La Collegiata di Città Sant’Angelo, dai Longobardi ai giorni nostri

Edificata nel 1200 ed elevata al rango di Collegiata dal 1353, la chiesa di San Michele Arcangelo è uno dei più importanti monumenti dell’architettura abruzzese. L’imponente edificio sorge a Città Sant’Angelo (Pescara) ed è costituito da due navate (S. Michele e S. Giovanni), completato da un pregevole porticato quattrocentesco.
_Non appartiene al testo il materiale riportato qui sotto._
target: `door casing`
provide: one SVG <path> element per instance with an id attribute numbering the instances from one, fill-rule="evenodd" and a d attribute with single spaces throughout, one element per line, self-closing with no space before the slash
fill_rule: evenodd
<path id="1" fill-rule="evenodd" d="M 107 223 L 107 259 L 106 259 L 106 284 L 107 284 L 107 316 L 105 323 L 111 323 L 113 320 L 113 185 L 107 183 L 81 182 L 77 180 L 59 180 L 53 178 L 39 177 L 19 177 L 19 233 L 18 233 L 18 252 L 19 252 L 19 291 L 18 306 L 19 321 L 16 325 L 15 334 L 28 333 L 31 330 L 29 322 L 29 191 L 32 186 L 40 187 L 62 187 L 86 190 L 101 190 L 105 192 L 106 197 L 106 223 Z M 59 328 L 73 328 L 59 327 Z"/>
Il soffitto a cassettoni lignei della navata di S. Michele – realizzato nel 1911 da maestranze locali – nasconde quello a capriate con gli affreschi trecenteschi, attribuiti al Maestro di Offida e di cui restano alcuni quadri, recentemente restaurati, che rappresentano scene della vita di Gesù. Il portale realizzato nel 1326 dallo scultore atriano Raimondo di Poggio, è opera di grande suggestione: si apre al centro del lato che dà sul Corso, con grande effetto architettonico, interrompendo la maestosa cortina muraria del fianco. Simbolo del primato della chiesa sul civile la grande torre campanaria, il cui progetto è attribuito al lombardo Antonio da Lodi, si innalza per 47 metri ed è segnata da quattro marcapiani in laterizio lavorato.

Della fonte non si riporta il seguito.